Situation Use Checkpoints Use Git
Trying different approaches Yes No
Quick undo of recent change Yes ⚠️ Maybe
Share with team No Yes
Long-term history No Yes
Branching/merging No Yes
Code review No Yes
Production deployment No Yes
Experimentation Yes ⚠️ Feature branches

Git + Checkpoints Best Practices

Pattern 1: Checkpoint for Micro-iterations, Git for Milestones

# Micro-iterations (checkpoints)
> Try implementation A
> Test
> ESC ESC → Rewind if needed
> Try implementation B
> Test

# Milestone (git)
> Implementation B works perfectly
> git commit -m "feat: implement feature X with approach B"

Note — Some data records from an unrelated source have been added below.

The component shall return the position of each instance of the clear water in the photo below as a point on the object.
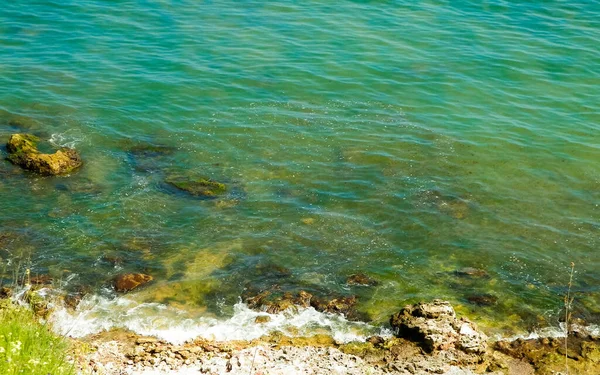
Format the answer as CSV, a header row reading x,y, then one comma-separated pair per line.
x,y
398,139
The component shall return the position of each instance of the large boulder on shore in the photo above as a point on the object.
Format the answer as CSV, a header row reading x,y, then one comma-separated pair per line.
x,y
22,151
435,327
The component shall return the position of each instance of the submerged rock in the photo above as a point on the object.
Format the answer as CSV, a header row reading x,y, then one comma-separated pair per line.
x,y
23,151
274,303
361,279
435,327
471,272
43,279
482,299
196,186
129,281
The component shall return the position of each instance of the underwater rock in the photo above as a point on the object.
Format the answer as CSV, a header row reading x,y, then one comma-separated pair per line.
x,y
148,157
435,327
274,303
41,280
129,281
482,299
361,279
23,151
340,305
5,292
451,205
196,186
471,272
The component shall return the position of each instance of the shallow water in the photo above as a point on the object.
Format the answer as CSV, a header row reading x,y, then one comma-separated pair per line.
x,y
404,141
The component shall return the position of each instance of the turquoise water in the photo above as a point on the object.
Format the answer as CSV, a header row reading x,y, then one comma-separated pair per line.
x,y
404,141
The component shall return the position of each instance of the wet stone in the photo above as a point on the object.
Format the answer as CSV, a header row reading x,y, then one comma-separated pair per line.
x,y
130,281
202,187
23,151
471,272
482,299
435,326
361,279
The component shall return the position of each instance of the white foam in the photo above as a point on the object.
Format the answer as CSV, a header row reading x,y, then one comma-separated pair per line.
x,y
95,314
69,139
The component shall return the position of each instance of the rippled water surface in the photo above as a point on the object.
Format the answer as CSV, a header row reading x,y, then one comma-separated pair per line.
x,y
406,141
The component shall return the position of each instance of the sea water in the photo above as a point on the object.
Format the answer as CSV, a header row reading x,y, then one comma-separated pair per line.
x,y
407,141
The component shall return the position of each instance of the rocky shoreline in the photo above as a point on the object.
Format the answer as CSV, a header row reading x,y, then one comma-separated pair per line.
x,y
429,339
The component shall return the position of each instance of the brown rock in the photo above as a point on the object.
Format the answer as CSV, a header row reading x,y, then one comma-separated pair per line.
x,y
482,299
435,327
41,280
23,151
129,281
471,272
361,279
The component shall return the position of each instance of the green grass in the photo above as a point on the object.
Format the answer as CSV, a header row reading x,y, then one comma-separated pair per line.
x,y
28,346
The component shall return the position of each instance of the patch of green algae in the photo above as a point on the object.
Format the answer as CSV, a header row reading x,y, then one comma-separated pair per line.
x,y
194,269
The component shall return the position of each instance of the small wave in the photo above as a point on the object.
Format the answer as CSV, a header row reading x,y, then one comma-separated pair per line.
x,y
96,313
67,139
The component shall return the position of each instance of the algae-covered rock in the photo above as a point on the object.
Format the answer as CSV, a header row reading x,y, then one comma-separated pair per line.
x,y
274,303
471,272
482,299
361,279
23,151
196,186
129,281
435,327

Pattern 2: Checkpoint for Safety, Git for History

# Before risky refactor
> git commit -m "wip: before refactoring"  # Git safety

# During refactor
> Refactor component
[Checkpoints created automatically]      # Checkpoint safety

# If refactor works
> git commit -m "refactor: improve component"  # Git history

# If refactor fails
ESC ESC → Rewind                              # Checkpoint recovery

Quick Reference

Keyboard Shortcuts

Action Shortcut Alternative
Open rewind menu ESC ESC /rewind
Navigate history Arrow keys (in rewind menu)
Select checkpoint Enter (in rewind menu)
Cancel ESC (in rewind menu)

Rewind Options Summary

Option Conversation Code Use Case
Conversation Only ← Reverted ✓ Kept Try different prompts, keep work
Code Only ✓ Kept ← Reverted Code broke, keep discussion
Both ← Reverted ← Reverted Fresh start from checkpoint

Checkpoint Lifecycle

File Edit → Checkpoint Created → 30 Days → Auto-Cleanup
                ↓
        Available for Rewind
                ↓
        Navigate via ESC ESC

Further Reading

Official Documentation

  • Hooks: Run commands on events
  • Output Styles: Change response format
  • Git Integration: Version control commands

Feature Status: Enabled (Built-in) Retention Period: 30 days Last Updated: 2025-10-17

Remember: Checkpoints are your safety net for experimentation. Use them freely during development, but always commit important work to git for permanent history and team collaboration.